B DTD for Datatype Definitions (normative)

Ed. Note: This section (both its abstract content and its concrete wording) has not yet garnered consensus among WG members.

<!-- DTD for XML Schemas: Part 2: Datatypes -->
<!-- Id: datatypes.dtd,v 1.10 1999/10/27 10:21:21 ht Exp  -->
<!-- Note that the use of 'facets' below is less restrictive than is
     really intended:  There should in fact be no more than one of each of
     minInclusive, minExclusive, maxInclusive, maxExclusive,
     maxAbsoluteValue, minAbsoluteValue,
     precision, scale, pattern, enumeration,
     length, maxLength, encoding, period within datatype -->
<!ENTITY % minBound '(minInclusive | minExclusive)'>
<!ENTITY % maxBound '(maxInclusive | maxExclusive)'>
<!ENTITY % bounds '%minBound; | %maxBound;'>
<!ENTITY % numeric '(maxAbsoluteValue, minAbsoluteValue)? | precision | scale'>
<!ENTITY % ordered '%bounds; | %numeric;'>
<!ENTITY % unordered
   'pattern | enumeration | length | maxLength | encoding | period'>
<!ENTITY % facets '%ordered; | %unordered;'>
<!ELEMENT datatype (basetype, (%facets;)*)>
<!ATTLIST datatype
    name NMTOKEN #IMPLIED
    export (true|false) 'true'>
<!-- name is required at top level, export irrelevant when nested -->

<!ELEMENT basetype EMPTY>
<!ATTLIST basetype
	name NMTOKEN #REQUIRED
	schemaAbbrev NMTOKEN #IMPLIED
	schemaName CDATA #IMPLIED>

<!ELEMENT minAbsoluteValue (#PCDATA)>
<!ELEMENT maxAbsoluteValue (#PCDATA)>

<!ELEMENT maxExclusive (#PCDATA)>
<!ELEMENT minExclusive (#PCDATA)>
<!ELEMENT maxInclusive (#PCDATA)>
<!ELEMENT minInclusive (#PCDATA)>

<!ELEMENT precision (#PCDATA)>
<!ELEMENT scale (#PCDATA)>

<!ELEMENT length (#PCDATA)>
<!ELEMENT maxLength (#PCDATA)>
<!ELEMENT enumeration (literal)+>
<!ELEMENT literal (#PCDATA)>
<!ELEMENT pattern (lexical)+>
<!ELEMENT lexical (#PCDATA)>
<!ELEMENT encoding (#PCDATA)>
<!ELEMENT period (#PCDATA)>

C Datatypes and Facets

Ed. Note: This section (both its abstract content and its concrete wording) has not yet garnered consensus among WG members.

C.1 Fundamental Facets

The following table shows the values of the fundamental facets for each built-in datatype.
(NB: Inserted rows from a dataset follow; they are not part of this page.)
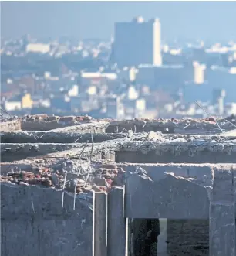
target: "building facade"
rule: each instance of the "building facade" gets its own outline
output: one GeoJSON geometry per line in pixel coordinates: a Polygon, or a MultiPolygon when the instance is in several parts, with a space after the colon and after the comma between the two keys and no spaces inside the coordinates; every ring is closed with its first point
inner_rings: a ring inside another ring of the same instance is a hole
{"type": "Polygon", "coordinates": [[[159,19],[145,22],[138,17],[132,22],[115,23],[113,53],[118,67],[161,65],[159,19]]]}

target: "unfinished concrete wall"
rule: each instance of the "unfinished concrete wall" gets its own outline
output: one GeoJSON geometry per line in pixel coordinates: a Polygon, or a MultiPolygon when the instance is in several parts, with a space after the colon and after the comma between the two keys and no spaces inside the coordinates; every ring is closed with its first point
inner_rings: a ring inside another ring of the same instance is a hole
{"type": "Polygon", "coordinates": [[[168,255],[234,255],[235,165],[123,168],[126,217],[167,218],[168,255]]]}
{"type": "Polygon", "coordinates": [[[208,256],[209,220],[167,220],[170,256],[208,256]]]}
{"type": "Polygon", "coordinates": [[[50,131],[55,132],[105,132],[106,121],[79,122],[60,121],[22,121],[22,131],[50,131]]]}
{"type": "Polygon", "coordinates": [[[19,119],[1,122],[0,124],[0,132],[2,131],[10,132],[13,131],[20,131],[21,128],[22,128],[21,121],[19,119]]]}
{"type": "Polygon", "coordinates": [[[92,198],[35,186],[1,184],[1,254],[92,256],[92,198]]]}
{"type": "Polygon", "coordinates": [[[116,162],[235,163],[236,143],[126,142],[116,152],[116,162]]]}
{"type": "Polygon", "coordinates": [[[126,138],[126,134],[71,133],[71,132],[2,132],[2,143],[100,143],[108,140],[126,138]],[[93,136],[93,137],[92,137],[93,136]]]}

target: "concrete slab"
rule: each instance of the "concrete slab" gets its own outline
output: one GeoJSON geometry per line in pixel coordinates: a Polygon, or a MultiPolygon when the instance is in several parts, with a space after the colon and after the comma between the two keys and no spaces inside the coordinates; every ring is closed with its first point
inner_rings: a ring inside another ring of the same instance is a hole
{"type": "Polygon", "coordinates": [[[89,195],[76,196],[73,210],[66,193],[62,207],[62,191],[2,183],[1,197],[2,255],[92,256],[89,195]]]}
{"type": "Polygon", "coordinates": [[[153,181],[130,174],[126,184],[126,217],[130,218],[207,219],[207,189],[181,177],[167,174],[153,181]]]}

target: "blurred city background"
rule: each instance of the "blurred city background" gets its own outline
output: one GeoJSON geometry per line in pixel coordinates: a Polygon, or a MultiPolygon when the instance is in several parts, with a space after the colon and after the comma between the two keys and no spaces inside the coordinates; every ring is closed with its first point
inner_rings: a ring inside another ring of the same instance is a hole
{"type": "Polygon", "coordinates": [[[235,2],[2,2],[1,108],[235,114],[235,2]]]}

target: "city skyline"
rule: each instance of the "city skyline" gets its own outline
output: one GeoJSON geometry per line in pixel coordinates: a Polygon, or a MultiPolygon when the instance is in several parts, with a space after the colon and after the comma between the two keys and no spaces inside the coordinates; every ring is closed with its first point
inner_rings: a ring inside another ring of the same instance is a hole
{"type": "Polygon", "coordinates": [[[160,18],[166,40],[236,39],[234,2],[2,2],[2,37],[110,39],[114,22],[160,18]]]}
Ed. Note: (PVB 1999-07-09) Some entries in this table might conflict with what it says elsewhere in this draft, as creating this table pointed out to me some problems with the way some of the fundamental facets are defined (not to mention any transcription errors on my part in creating the table).
We obviously need more introductory text here explaining this table to the reader

	Datatype	Order (§2.4.1.1)	Bounds (§2.4.1.2)	Cardinality (§2.4.1.3)	Exact and Approximate (§2.4.1.4)	Numeric (§2.4.1.5)
Primitive	string (§3.2.1)	yes	none	countably infinite	exact	no
	boolean (§3.2.2)	no	none	finite	exact	no
	real (§3.2.3)	yes	none	uncountably infinite	approximate	yes
	timeInstant (§3.2.4)	yes	no	uncountably infinite	approximate	no
	timeDuration (§3.2.5)	yes	no	uncountably infinite	approximate	no
	recurringInstant (§3.2.6)	yes	no	uncountably infinite	approximate	no
	binary (§3.2.7)	no	no	?	?	no
	uri (§3.2.8)	no	no	uncountably infinite	exact	no
	language (§3.2.9)	no	no	countably infinite	exact	no

Generated	NMTOKEN (§3.3.1)	no	none	countably infinite	exact	no
	NMTOKENS (§3.3.2)	no	no	countably infinite	exact	no
	Name (§3.3.3)	no	no	countably infinite	exact	no
	NCName (§3.3.4)	no	no	countably infinite	exact	no
	ID (§3.3.5)	no	no	countably infinite	exact	no
	IDREF (§3.3.6)	no	no	countably infinite	exact	no
	IDREFS (§3.3.7)	no	no	countably infinite	exact	no
	ENTITY (§3.3.8)	no	no	countably infinite	exact	no
	ENTITIES (§3.3.9)	no	no	countably infinite	exact	no
	NOTATION (§3.3.10)	no	no	countably infinite	exact	no
	decimal (§3.3.11)	yes	no	countably infinite	exact	yes
	integer (§3.3.12)	yes	no	countably infinite	exact	yes
	non-negative-integer (§3.3.13)	yes	yes	countably infinite	exact	yes
	positive-integer (§3.3.14)	yes	yes	countably infinite	exact	yes
	non-positive-integer (§3.3.15)	yes	yes	countably infinite	exact	yes
	negative-integer (§3.3.16)	yes	yes	countably infinite	exact	yes
	date (§3.3.17)	yes	no	countably infinite	exact	no
	time (§3.3.18)	yes	no	uncountably infinite	approximate	no

C.2 Constraining Facets

The constraining facets are listed below with all the primitive and genrated datatypes that they apply to.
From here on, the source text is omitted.